TNM staging system occupies the central role in prognosis and therefore treatment allocation. However, quantifiable risk measures cannot be provided and the accuracy was affected by tumor heterogeneity. Therefore, it is necessary to find a novel biomarker to identify patients with poor prognosis and guide the personalized treatment. The important role of inflammation in tumorigenesis, progression and metastasis has become as a hot topic in medical research. Because the immune and nutritional status of the system contributed to the inflammatory response, multiple studies focused on the predictive values of biochemical indices related to the immune and nutritional status in cancer patients[20, 21].
SII can accurately provide measures of the systemic inflammation, which is calculated based on neutrophil, lymphocyte and platelet counts. Patients with an elevated SII usually have thrombocytopenia, neutrophilia or lymphopenia, indicating an elevated inflammatory status and weak immune response. Neutrophils can stimulate premalignant epithelial cell to enhance cancer cell invasion and release cytokines such as vascular endothelial growth factor (VEGF), transforming growth factor-β (TGF-β) and platelet derived growth factor (PDGF) to promote tumor proliferation and angiogenesis[22, 23]. Neutrophils can assist cancer cells with evading immune surveillance. Several studies revealed that platelets have the ability of interacting with cancer cells and facilitate tumor metastasis through various pathways[25, 26]. Activated T cells and other lymphocytes contribute to the immune response and inhibit tumor cell proliferation, and thus a lower lymphocyte count can lead to the easier escape of tumor cells from immune surveillance.
Serum albumin was found negatively associated with OS in this study. The level of serum albumin cannot accurately reflect nutritional status but the negative relationship with postoperative complications might affect the postoperative inflammatory status. A recent study also showed that serum albumin can protect the tissues against inflammatory injury. Several studies concluded that serum albumin can be regarded as an independent prognostic biomarker for tumors[30, 31].

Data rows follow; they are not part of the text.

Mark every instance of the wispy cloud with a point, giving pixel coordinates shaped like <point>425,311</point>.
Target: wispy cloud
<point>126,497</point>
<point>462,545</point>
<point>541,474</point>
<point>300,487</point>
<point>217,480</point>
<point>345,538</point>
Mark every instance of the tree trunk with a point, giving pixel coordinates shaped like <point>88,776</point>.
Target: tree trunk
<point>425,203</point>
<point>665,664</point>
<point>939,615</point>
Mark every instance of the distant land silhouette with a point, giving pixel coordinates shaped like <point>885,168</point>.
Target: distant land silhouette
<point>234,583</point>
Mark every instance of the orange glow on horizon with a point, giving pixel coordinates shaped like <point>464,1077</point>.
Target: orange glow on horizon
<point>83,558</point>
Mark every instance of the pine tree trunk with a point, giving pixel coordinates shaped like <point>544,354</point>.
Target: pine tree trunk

Several limitations should be noted in this study. First, inherent selection biases cannot be avoided because of the retrospective nature of this study. Second, inaccurate data recording and medication might affect the quality of blood-circulating cell counts. Third, several patients might receive additional postoperative treatments to improve the prognosis. Therefore, further multicenter or prospective studies are warranted to validate these results.
In conclusion, SII and serum albumin were feasible and promising biomarkers for prognosis in stage II/III rectal cancer. Our established nomogram model can successfully identify patients with high risk of poor prognosis, which can help clinical decision making and potentially provide benefits for clinicians and selected patients.